In order to study the time course for microbial growth and protease production, the isolate B. cereus GVK 21 was inoculated in the production medium and incubated in rotary shaker incubator at 160 rpm at 40° C upto 72 hours. The growth of the bacterium was determined by turbidometry, OD at 600 nm. After the removal of cells by centrifugation, the cell free supernatant was considered as the crude enzyme solution and protease activity was measured.
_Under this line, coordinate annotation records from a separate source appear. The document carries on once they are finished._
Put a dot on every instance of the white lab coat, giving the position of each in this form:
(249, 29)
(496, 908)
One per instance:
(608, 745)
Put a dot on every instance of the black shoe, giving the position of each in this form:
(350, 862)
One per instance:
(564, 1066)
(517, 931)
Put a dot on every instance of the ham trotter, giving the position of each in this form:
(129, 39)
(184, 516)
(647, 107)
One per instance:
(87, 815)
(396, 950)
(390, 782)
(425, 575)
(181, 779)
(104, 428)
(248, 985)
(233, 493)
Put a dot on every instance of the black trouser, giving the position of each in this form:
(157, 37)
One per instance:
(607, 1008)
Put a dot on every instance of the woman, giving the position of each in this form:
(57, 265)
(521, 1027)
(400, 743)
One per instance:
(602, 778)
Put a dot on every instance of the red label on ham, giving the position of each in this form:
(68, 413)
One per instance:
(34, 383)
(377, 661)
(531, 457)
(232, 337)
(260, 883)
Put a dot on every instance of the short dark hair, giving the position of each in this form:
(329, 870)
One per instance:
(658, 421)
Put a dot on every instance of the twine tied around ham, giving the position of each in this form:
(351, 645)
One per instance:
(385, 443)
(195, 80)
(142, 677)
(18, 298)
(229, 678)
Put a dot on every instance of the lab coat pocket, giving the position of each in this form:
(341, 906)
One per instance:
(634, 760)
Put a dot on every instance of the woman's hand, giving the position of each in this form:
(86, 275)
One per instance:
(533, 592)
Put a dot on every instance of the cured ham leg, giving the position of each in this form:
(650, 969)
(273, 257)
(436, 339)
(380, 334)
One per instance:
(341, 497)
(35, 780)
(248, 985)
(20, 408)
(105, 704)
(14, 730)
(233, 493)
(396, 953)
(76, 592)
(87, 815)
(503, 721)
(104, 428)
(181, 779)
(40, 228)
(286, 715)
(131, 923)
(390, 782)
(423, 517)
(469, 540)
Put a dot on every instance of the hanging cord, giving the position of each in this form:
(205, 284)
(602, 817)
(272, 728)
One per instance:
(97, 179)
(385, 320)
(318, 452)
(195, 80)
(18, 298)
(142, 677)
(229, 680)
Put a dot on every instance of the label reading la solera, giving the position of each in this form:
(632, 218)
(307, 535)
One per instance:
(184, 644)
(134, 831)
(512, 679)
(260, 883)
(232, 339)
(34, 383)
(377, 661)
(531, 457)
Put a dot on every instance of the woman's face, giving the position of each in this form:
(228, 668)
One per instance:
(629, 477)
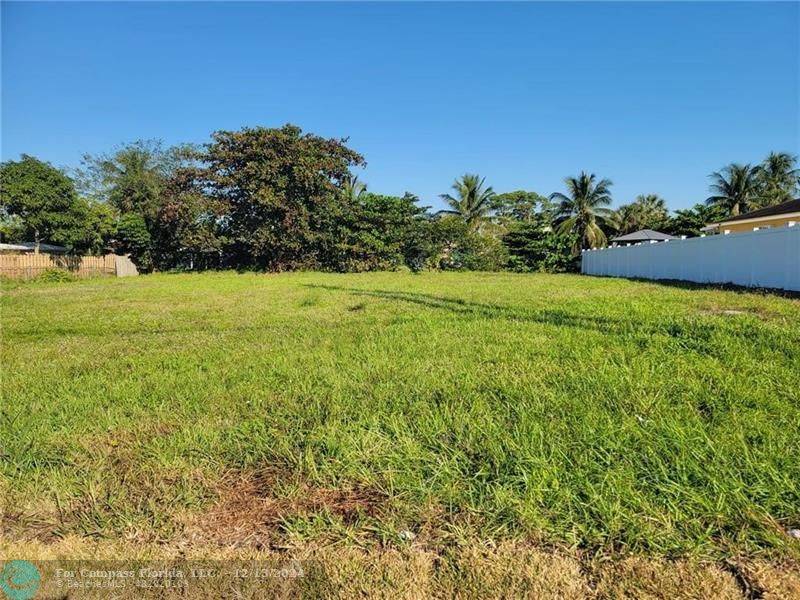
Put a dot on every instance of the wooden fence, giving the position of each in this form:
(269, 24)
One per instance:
(28, 266)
Evaluation Of Agro Residues (Oil Cakes) For Enhanced Protease Production

Major regional Oil cakes such as neem and pongamia were collected from local market, Bengaluru, Indiaand were fine powdered using mixer grinderand evaluated as substrates for the production of protease. Different type of oil cakes such as Castor oil cake (COC), Groundnut oil cake (GOC), Neem oil cake (NOC) and Pongamia oil cake (POC) were supplemented individually in to 100 mL of the optimized production mediumin 250 mL of Erlenmeyer flask. The agro wastes were used at a concentration of 0.5 to 2% with an increment of 0.25 %. The amount of protease produced was determined at every 6 h up to 72 h.

Protease Assay

The culture was centrifuged at 10,000 rpm for 5 min at 4° C to obtain the CFS. The protease activity of the crude enzyme was determined by the modified method of Joo et al.,(2002) briefly; 0.5 mL of CFS was added to 0.5 mL of 1% casein (as a substrate) in 0.1 M Tris-HCl (pH 9.0) and incubated at room temperature for 10 min. The reaction was terminated by the addition of 3 mL of 10% (w/v) trichloroacetic acid (TCA). The solution was centrifuged at 5000 rpm for 10 min. To the 3 mL of the clear supernatant, 5 mL 0.4 M sodium bicarbonate solution and 0.5 mL of Folin Ciocalteau reagent (FCR) were added, mixed thoroughly and incubated for 30 min at room temperature, in dark. The optical density was measured using a UV-VIS spectrophotometer (ELICO SL-159) at 660 nm against the enzyme blank. The amount of the released aromatic amino acids was calculated usingtyrosine standard.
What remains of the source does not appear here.